For the past few years, Sonar has fallen the weekend before Glastonbury. That's the case this year as well. You can't help feeling that you're getting a bit of a sneak preview of the shows about to be hits in Somerset. In one of the super-sized warehouses up at Sonar By Night, you know that the wild flashing lights of the Justice show will go down stunningly on West Holts. I see enough of Moderat to suspect the same when they do their thing the night before. It's hard to imagine that the prog-jazz noodlings of Thundercat can ever be the same from show to show, such is the complexity of the music yet I'm pleased to report no discernible difference. Even his glossy, red shorts are the same. Guitars were once dirty instruments at Sonar. But Thundercat is one of many who's able to push boundaries on the most traditional of rock instruments in order to come up with something new.

I wander around the Sonar+D exhibition. Universities, programmers and start-up tech companies display their innovations to an attentive crowd of geeks and potential investors. Increasingly, it's beyond me. I try on headsets and attempt not to stumble into virtual realities. I press some buttons and hope that I've unwittingly done nothing nuclear. I find a space on the cold floor and sit down to talk with four lovely Korean people who are here on a promotional trip. It might be under-rated in these parts but chatting remains the best way to communicate.

aroundIt's by chatting that I find out about the Valgeir Sigurdsson show in the Sonar complex. Accordingly, I queue with others to get into the comfy theatre in which he performs. A producer and composer who has an incredible back-catalogue, this is the most dream-like of shows. For an hour, we allow soporific bliss to rush over us as the haunting haze of a live cello permeates throughout the room. At times I do doze off yet the rest is perhaps a good thing; an afternoon siesta puts me in the most relaxed of moods for the night-time party that's about to come.

Many acts have given lots of thought to their stage show this year. It's no longer good enough to stand behind a deck getting the crowd to scream if they want to go faster. Nowhere is the stage show more illuminating than with Evian Christ. The black and white lights punch out in time with harsh beats. This is the most punky of dance sets; so vibrant and so tough but so incredibly engaging. You imagine that it's the aural equivalent of being a bad boxer. Those punches are landing and there's nothing you can do but consume this sensory overload. 

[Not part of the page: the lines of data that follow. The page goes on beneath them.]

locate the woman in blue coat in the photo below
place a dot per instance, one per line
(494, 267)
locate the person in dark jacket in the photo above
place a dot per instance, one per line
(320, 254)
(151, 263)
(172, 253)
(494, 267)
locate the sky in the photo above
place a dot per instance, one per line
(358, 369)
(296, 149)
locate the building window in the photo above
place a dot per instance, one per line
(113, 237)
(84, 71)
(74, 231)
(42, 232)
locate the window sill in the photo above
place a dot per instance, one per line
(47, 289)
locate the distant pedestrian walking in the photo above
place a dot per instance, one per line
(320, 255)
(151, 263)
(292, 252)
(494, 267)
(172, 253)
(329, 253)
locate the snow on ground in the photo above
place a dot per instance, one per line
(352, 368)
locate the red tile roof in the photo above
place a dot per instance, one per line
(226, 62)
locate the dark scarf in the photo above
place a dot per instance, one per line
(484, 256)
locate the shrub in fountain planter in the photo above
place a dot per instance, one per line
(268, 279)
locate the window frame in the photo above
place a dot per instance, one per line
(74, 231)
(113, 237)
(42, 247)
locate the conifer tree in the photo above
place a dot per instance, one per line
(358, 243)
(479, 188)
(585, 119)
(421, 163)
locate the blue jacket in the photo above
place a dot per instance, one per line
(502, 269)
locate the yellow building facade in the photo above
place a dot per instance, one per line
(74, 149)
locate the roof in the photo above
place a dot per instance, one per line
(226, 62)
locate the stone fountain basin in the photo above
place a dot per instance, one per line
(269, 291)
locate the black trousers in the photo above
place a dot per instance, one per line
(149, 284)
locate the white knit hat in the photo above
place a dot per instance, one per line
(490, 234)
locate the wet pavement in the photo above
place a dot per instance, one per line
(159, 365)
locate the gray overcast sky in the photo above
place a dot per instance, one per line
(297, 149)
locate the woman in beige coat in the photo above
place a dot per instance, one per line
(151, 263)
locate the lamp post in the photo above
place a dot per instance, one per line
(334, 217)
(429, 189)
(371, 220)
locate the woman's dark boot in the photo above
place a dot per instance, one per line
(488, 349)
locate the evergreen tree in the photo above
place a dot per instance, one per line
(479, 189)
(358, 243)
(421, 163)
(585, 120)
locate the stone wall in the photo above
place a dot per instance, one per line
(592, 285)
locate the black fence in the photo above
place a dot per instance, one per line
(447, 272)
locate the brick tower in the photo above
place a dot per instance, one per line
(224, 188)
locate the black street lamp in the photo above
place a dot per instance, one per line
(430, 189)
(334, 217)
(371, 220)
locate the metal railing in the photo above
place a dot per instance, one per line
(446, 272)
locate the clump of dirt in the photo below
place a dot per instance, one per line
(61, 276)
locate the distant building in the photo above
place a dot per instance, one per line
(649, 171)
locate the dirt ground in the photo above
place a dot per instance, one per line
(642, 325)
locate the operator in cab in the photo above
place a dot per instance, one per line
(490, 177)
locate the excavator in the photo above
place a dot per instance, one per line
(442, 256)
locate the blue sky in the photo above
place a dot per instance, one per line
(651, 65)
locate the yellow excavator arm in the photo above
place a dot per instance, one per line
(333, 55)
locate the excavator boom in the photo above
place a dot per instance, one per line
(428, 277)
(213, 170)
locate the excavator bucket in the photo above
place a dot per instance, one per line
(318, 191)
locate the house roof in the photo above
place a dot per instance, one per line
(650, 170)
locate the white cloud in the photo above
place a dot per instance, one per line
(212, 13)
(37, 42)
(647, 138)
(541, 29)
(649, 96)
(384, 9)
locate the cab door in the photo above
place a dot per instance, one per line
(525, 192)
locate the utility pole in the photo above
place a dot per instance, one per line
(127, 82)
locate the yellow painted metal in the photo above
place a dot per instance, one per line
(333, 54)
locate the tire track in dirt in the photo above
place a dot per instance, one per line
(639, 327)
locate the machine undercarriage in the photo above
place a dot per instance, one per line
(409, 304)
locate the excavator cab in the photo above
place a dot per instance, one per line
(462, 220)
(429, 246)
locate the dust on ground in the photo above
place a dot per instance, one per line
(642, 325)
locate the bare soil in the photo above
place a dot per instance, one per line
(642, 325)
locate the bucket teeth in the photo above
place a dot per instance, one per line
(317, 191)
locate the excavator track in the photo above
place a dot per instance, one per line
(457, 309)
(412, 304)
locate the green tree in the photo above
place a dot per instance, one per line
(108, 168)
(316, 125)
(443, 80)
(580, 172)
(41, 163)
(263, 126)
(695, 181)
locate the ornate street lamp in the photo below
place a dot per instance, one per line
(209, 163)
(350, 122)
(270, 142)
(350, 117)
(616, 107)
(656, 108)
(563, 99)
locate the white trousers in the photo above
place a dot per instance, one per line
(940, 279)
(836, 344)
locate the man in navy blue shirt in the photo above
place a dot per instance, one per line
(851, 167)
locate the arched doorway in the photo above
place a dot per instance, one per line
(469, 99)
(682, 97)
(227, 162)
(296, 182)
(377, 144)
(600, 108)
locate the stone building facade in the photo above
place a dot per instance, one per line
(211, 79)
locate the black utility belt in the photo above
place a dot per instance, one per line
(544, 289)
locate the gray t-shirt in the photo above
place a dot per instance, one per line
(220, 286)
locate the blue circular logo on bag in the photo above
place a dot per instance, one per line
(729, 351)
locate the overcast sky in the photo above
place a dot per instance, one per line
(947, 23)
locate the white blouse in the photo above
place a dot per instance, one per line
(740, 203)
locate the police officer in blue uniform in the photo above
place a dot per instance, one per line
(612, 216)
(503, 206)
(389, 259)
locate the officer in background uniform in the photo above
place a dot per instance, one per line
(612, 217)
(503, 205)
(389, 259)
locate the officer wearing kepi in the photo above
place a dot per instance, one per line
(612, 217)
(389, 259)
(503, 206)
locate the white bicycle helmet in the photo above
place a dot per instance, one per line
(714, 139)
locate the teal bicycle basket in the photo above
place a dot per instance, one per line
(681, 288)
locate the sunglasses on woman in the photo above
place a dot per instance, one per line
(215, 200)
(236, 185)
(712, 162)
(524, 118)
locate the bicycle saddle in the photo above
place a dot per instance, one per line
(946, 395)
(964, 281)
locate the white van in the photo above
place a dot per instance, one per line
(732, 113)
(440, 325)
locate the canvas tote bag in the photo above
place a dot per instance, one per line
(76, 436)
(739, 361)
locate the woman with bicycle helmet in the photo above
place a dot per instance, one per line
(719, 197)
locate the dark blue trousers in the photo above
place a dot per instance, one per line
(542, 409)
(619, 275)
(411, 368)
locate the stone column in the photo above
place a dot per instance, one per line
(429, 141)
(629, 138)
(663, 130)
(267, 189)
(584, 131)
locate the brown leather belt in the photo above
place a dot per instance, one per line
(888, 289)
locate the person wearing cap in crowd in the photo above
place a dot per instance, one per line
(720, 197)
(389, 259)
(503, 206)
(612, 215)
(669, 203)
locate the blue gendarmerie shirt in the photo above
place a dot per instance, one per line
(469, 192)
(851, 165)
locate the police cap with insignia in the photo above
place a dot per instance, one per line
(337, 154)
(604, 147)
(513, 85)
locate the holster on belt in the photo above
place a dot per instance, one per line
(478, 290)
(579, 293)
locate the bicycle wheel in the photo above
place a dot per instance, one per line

Estonian hip-hop gets an airing courtesy of Tommy Cash. He's got a full-on, extreme, video montage showing behind him and some over-the-top dancers flexing their bodies on stage. I'm sure Tommy is much more than a novelty act but, today I can't stop giggling at his ridiculous poses. Nothing if not entertaining. 

Here I am at the night venue. Despite being something of a Sonar veteran I still managed to get lost within these inter-connecting warehouses. My confusion isn't helped because the bumper cars, a point of orientation in years gone by, have now moved from the Sonar car arena. Now in the Sonar car space, there's a big marquee-like tent. People queue to get into six hour long sets in here on Saturday from Seth Troxler and Tiga. It's a space with the happiest of vibes. I vaguely recall fighting tiredness and dancing here. Later in the evening, we do find the bumper cars elsewhere in another warehouse and spend silly amounts of Euros crashing into friends and strangers. Wide-eyed, we giggle and scream as we attempt to jolt in time with the beats. I cannot stress how much of a laugh this is. 

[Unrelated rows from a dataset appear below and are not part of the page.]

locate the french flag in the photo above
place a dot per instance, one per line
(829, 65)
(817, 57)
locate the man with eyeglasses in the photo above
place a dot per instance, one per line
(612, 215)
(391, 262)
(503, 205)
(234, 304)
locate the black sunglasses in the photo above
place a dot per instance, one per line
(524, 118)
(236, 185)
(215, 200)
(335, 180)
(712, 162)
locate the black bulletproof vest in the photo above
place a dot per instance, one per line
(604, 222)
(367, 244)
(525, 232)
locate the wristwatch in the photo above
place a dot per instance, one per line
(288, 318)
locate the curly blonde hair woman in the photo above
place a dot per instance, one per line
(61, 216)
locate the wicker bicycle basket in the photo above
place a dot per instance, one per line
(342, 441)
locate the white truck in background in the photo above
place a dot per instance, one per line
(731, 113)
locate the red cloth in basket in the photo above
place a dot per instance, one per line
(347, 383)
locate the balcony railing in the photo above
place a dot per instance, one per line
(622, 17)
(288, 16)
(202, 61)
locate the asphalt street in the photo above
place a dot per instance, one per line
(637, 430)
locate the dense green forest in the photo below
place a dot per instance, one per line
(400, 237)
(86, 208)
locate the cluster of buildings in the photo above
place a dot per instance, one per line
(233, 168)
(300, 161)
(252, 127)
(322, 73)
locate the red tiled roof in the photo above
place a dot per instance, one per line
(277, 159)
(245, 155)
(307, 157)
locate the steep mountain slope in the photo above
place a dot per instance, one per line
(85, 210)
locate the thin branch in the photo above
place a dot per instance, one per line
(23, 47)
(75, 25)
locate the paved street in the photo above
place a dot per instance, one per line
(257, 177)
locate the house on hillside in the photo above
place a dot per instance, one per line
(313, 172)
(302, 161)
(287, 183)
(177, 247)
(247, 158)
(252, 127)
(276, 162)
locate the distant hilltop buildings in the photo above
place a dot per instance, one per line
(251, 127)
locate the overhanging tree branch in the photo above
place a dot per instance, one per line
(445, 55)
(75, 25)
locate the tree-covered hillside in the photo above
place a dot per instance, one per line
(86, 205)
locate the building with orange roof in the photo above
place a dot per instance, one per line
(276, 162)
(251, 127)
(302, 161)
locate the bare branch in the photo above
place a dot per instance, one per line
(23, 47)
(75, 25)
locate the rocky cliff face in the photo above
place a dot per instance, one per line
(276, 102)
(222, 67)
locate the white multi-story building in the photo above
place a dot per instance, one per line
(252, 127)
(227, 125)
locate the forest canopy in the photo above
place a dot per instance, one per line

There's so much more I could talk about. From the hyped-up and ultimately disappointing set of Princess Nokia to the more laid back and exquisite chill put on by the consummate Fat Freddy's Drop, this is a festival that has it all. From the 'where've you been all my life' revelation that is Juana Molina to the glossy sheen of Roosevelt, you feel that disappointment when you can't be in more than one place at a time. 

Haruki Murakami, esteemed Japanese novelist once wrote that, "Every one of us is losing something precious to us. Lost opportunities, lost possibilities, feelings we can never get back again. That’s part of what it means to be alive.” 

Suddenly, losing our phones seems like a small cross to bear.